# Unit information: Electromagnetism, Waves and Quantum Mechanics II in 2022/23

Unit name Electromagnetism, Waves and Quantum Mechanics II PHYS20029 20 I/5 Teaching Block 2 (weeks 13 - 24) Dr. Barnes Not open PHYS10005, PHYS10006, or equivalent. None. PHYS20020 Classical Physics II: Electromagnetism and Waves. School of Physics Faculty of Science

## Unit Information

Classical Physics comprises much of the core of physics, built on the foundations developed in the 17th to 19th centuries and underpinning all of ‘modern’ physics. This unit builds on the foundations from level C/4 in the areas of electromagnetic fields and waves. Maxwell's equations in vacuo and in simple solids form the basis of a discussion of fields, forces and energy for general charge and current configurations. Wave solutions of Maxwell’s equations are studied, relating the electromagnetic and optical properties of materials.
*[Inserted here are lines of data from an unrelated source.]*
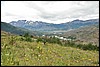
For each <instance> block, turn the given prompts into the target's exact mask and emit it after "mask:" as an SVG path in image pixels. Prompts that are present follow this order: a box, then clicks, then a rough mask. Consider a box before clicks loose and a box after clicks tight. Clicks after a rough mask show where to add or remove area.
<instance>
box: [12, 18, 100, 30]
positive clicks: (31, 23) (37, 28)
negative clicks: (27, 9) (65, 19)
mask: <svg viewBox="0 0 100 67" xmlns="http://www.w3.org/2000/svg"><path fill="white" fill-rule="evenodd" d="M10 24H11V25H13V26H16V27H22V28H26V29H29V30H33V31H59V30H69V29H77V28H80V27H82V26H90V25H94V24H99V19H89V20H85V21H83V20H78V19H76V20H73V21H70V22H65V23H61V24H53V23H47V22H43V21H27V20H18V21H12V22H10Z"/></svg>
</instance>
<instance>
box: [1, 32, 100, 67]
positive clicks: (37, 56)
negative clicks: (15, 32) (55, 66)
mask: <svg viewBox="0 0 100 67" xmlns="http://www.w3.org/2000/svg"><path fill="white" fill-rule="evenodd" d="M11 36H13V37H15V39H16V40H14V44H10V42H11V39H12V38H11ZM21 38H22V37H21V36H18V35H11V34H8V33H7V32H5V31H1V66H99V52H98V51H89V50H81V49H77V48H72V47H64V46H60V45H58V44H53V43H52V44H51V43H46V44H45V45H44V44H43V43H42V42H36V41H35V40H34V38H33V41H32V42H27V41H21Z"/></svg>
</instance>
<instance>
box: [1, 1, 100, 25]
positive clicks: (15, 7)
mask: <svg viewBox="0 0 100 67" xmlns="http://www.w3.org/2000/svg"><path fill="white" fill-rule="evenodd" d="M91 18H99V1H1V21H5V22H10V21H14V20H21V19H26V20H33V21H35V20H38V21H39V20H40V21H45V22H48V23H64V22H68V21H71V20H74V19H82V20H85V19H91Z"/></svg>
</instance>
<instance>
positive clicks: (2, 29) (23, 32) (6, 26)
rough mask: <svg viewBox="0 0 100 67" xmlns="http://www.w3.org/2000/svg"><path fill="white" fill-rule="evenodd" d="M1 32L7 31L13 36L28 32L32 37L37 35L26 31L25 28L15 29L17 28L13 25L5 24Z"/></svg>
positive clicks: (3, 26)
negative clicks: (14, 35) (12, 34)
mask: <svg viewBox="0 0 100 67" xmlns="http://www.w3.org/2000/svg"><path fill="white" fill-rule="evenodd" d="M1 30H2V31H6V32H10V33H13V34H17V35H23V34H25V33H27V32H28V33H29V34H31V35H35V34H36V32H35V31H30V30H28V29H24V28H21V27H15V26H12V25H11V24H9V23H5V22H1Z"/></svg>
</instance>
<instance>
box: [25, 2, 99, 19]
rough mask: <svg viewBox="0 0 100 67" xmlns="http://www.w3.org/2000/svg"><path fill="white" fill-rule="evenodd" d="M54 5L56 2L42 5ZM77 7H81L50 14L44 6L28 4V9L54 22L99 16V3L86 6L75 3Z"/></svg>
mask: <svg viewBox="0 0 100 67" xmlns="http://www.w3.org/2000/svg"><path fill="white" fill-rule="evenodd" d="M52 3H55V2H42V4H51V5H52ZM73 4H74V3H73ZM75 5H77V6H79V7H72V8H71V9H69V10H65V11H63V12H58V13H49V12H46V9H44V8H42V6H38V5H37V4H35V3H34V2H29V5H28V4H27V6H28V7H30V8H32V9H36V10H37V11H38V12H40V13H39V14H38V15H39V16H40V17H41V18H43V19H48V20H52V21H56V20H60V19H66V18H78V17H84V16H88V15H90V16H92V14H98V12H99V2H89V1H87V2H85V3H84V4H81V2H75ZM72 6H74V5H72ZM66 8H67V7H66Z"/></svg>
General wave phenomena including interference and diffraction are investigated, along with practical applications of these effects.

This unit is the second formal introduction to quantum physics. Building upon the previous unit, it introduces for the first time the formal structure of quantum mechanics, including its principles and postulates. It covers the most famous of all quantum mechanical systems, the Hydrogen atom, and introduces the quantum mechanics of multiple particles.

Aims:

• to introduce students to a core of classical physics including electromagnetic fields and waves, wave interference and diffraction
• to introduce the formal mathematical structure of quantum mechanics. This will be applied to consider more advanced situations, including angular momentum, the hydrogen atom, and more than one particle

## Your learning on this unit

Students will:

• gain an appreciation of the broad thrust of classical physics and its wide applicability
• know Maxwell's equations. Be able to deduce from them the equations relevant to simple electrostatic cases and be able to solve problems in these cases
• be able to calculate the magnetic field from currents flowing in simple geometries
• understand the macroscopic descriptions of fields in conductors, dielectric materials and magnetic materials
• understand the description and properties of plane electromagnetic waves, in vacuum and in materials
• understand reflection and transmission of waves at interfaces
• explain features of the behaviour of fields in materials in terms of semi-classical microscopic models
• be familiar with the phenomena of interference and diffraction, and the principles of operation and practical uses of common types of interferometer
• Understand the notions of unit norm functions, normalisable functions, the superposition principle, and how normalisable functions form a vector space.
• Be able to define the scalar product between functions, some of its properties, and the definition of a Hilbert space.
• Be able to decompose a function into a basis of orthogonal functions and to change basis.
• Know what operators are, including linear, Hermitian and Unitary operators and Projection operators.
• Know what the adjoint of an operator is and be able to calculate matrix elements of operators.
• Be able to find the eigenvalues and eigenfunctions of operators and to understand the difference between degenerate and non-degenerate eigenvalues.
• Understand the time evolution of quantum states, and be able to write down the time evolution operator.
• Be able to state the postulates of quantum mechanics
• Be able to write down the angular momentum operators, calculate their commutation relations and find their eigenvalues and eigenstates.
• Be able to write down the Schrödinger equation in three dimensions with a central potential and understand what it means for angular momentum to be conserved in such situations
• Have an understanding of the energy eigenvalues and eigenstates of Hydrogen atom.
• Have a qualitative understanding of the quantum mechanics of other atoms and ions.
• Be able to write down and solve the Schrödinger equation for two non-identical particles in one or three dimensions.
• Be able to calculate joint probabilities, marginal probabilities, and to identify entanglement.
• Be able to write down the Schrödinger equation in three dimensions in Cartesian and in spherical polar coordinates.
• Be able to separate variables to obtain the radial and angular equations, and to appreciate the role of spherical harmonics as solutions to the latter when there is spherical symmetry.
• Be able to solve the Schrödinger equation for the three-dimension infinite box and to understand what it means to have degenerate energy eigenstates.

## How you will learn

The unit will be taught through a combination of

• lectures
• online materials, including narrated presentations and worked examples
• group problems classes, workshops, tutorials and/or office hours
• directed individual formative exercises and other exercises

## How you will be assessed

Examination (80%). Coursework (20%).

## Resources

If this unit has a Resource List, you will normally find a link to it in the Blackboard area for the unit. Sometimes there will be a separate link for each weekly topic.

If you are unable to access a list through Blackboard, you can also find it via the Resource Lists homepage. Search for the list by the unit name or code (e.g. PHYS20029).

How much time the unit requires
Each credit equates to 10 hours of total student input. For example a 20 credit unit will take you 200 hours of study to complete. Your total learning time is made up of contact time, directed learning tasks, independent learning and assessment activity.